Endocrine therapy (ET) underuse puts women at increased risk for breast cancer (BC) recurrence. Our objective was to determine if health-related quality of life (HRQOL) subgroups were associated with underuse.
Data came from the third phase of the Carolina Breast Cancer Study. We included 1,599 women with hormone receptor-positive BC age 20 to 74 years. HRQOL was measured, on average, 5 months postdiagnosis. Subgroups were derived using latent profile (LP) analysis. Underuse was defined as not initiating or adhering to ET by 36 months postdiagnosis. Multivariable logistic regression models estimated adjusted odds ratios (ORs) between HRQOL LPs and underuse. The best HRQOL LP was the reference. Chemotherapy- and race-stratified models were estimated, separately.

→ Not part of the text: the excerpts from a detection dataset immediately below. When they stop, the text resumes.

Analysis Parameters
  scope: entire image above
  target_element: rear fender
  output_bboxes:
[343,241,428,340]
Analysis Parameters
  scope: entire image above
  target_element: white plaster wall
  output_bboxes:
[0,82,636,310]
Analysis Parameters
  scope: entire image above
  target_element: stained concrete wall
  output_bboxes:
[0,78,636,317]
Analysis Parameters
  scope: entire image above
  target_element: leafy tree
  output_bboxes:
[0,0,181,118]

Initiation analyses included 953 women who had not begun ET by their 5-month survey. Of these, 154 never initiated ET. Adherence analyses included 1,114 ET initiators, of whom 211 were nonadherent. HRQOL was not significantly associated with noninitiation, except among nonchemotherapy users, with membership in the poorest LP associated with increased odds of noninitiation (adjusted OR, 5.5; 95% CI, 1.7 to 17.4). Membership in the poorest LPs was associated with nonadherence (LP1: adjusted OR, 2.2; 95% CI, 1.2 to 4.0 and LP2: adjusted OR,1.9; 95% CI, 1.1 to 3.6). Membership in the poorest LP was associated with nonadherence among nonchemotherapy users (adjusted OR, 2.1; 95% CI, 1.2 to 5.1).

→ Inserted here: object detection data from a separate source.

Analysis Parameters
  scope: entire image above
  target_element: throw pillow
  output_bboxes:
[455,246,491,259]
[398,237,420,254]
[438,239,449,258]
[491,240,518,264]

Our results suggest women with poor HRQOL during active treatment may be at increased risk for ET underuse. Focusing on HRQOL, a modifiable factor, may improve targeting of future interventions early in the BC continuum to improve ET initiation and adherence and prevent BC recurrence.
内分泌治疗(ET)使用不足会使女性乳腺癌(BC)复发风险增加。我们的目标是确定健康相关生活质量(HRQOL)亚组是否与使用不足相关。

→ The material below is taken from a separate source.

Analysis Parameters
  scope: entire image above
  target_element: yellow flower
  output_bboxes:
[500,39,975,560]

数据来自卡罗来纳乳腺癌研究的第三阶段。我们纳入了1599名年龄在20至74岁之间的激素受体阳性乳腺癌女性。HRQOL平均在确诊后5个月进行测量。亚组通过潜在类别(LP)分析得出。使用不足定义为确诊后36个月内未开始或未坚持内分泌治疗。多变量逻辑回归模型估计HRQOL潜在类别与使用不足之间的调整优势比(OR)。最佳的HRQOL潜在类别作为参照。分别估计了化疗和种族分层模型。
起始分析纳入了953名在5个月调查时未开始内分泌治疗的女性。其中,154人从未开始内分泌治疗。依从性分析纳入了1114名开始内分泌治疗的患者,其中211人未坚持治疗。HRQOL与未开始治疗无显著关联,但在未接受化疗的患者中除外,属于最差潜在类别的患者未开始治疗的几率增加(调整优势比,5.5;95%置信区间,1.7至17.4)。属于最差潜在类别与未坚持治疗相关(潜在类别1:调整优势比,2.2;95%置信区间,1.2至4.0;潜在类别2:调整优势比,1.9;95%置信区间,1.1至3.6)。属于最差潜在类别与未接受化疗患者的未坚持治疗相关(调整优势比,2.1;95%置信区间,1.2至5.1)。
我们的结果表明,在积极治疗期间HRQOL较差的女性内分泌治疗使用不足的风险可能增加。关注HRQOL这一可改变的因素,可能会改善乳腺癌连续过程中早期未来干预的针对性,以提高内分泌治疗的起始率和依从性,并预防乳腺癌复发。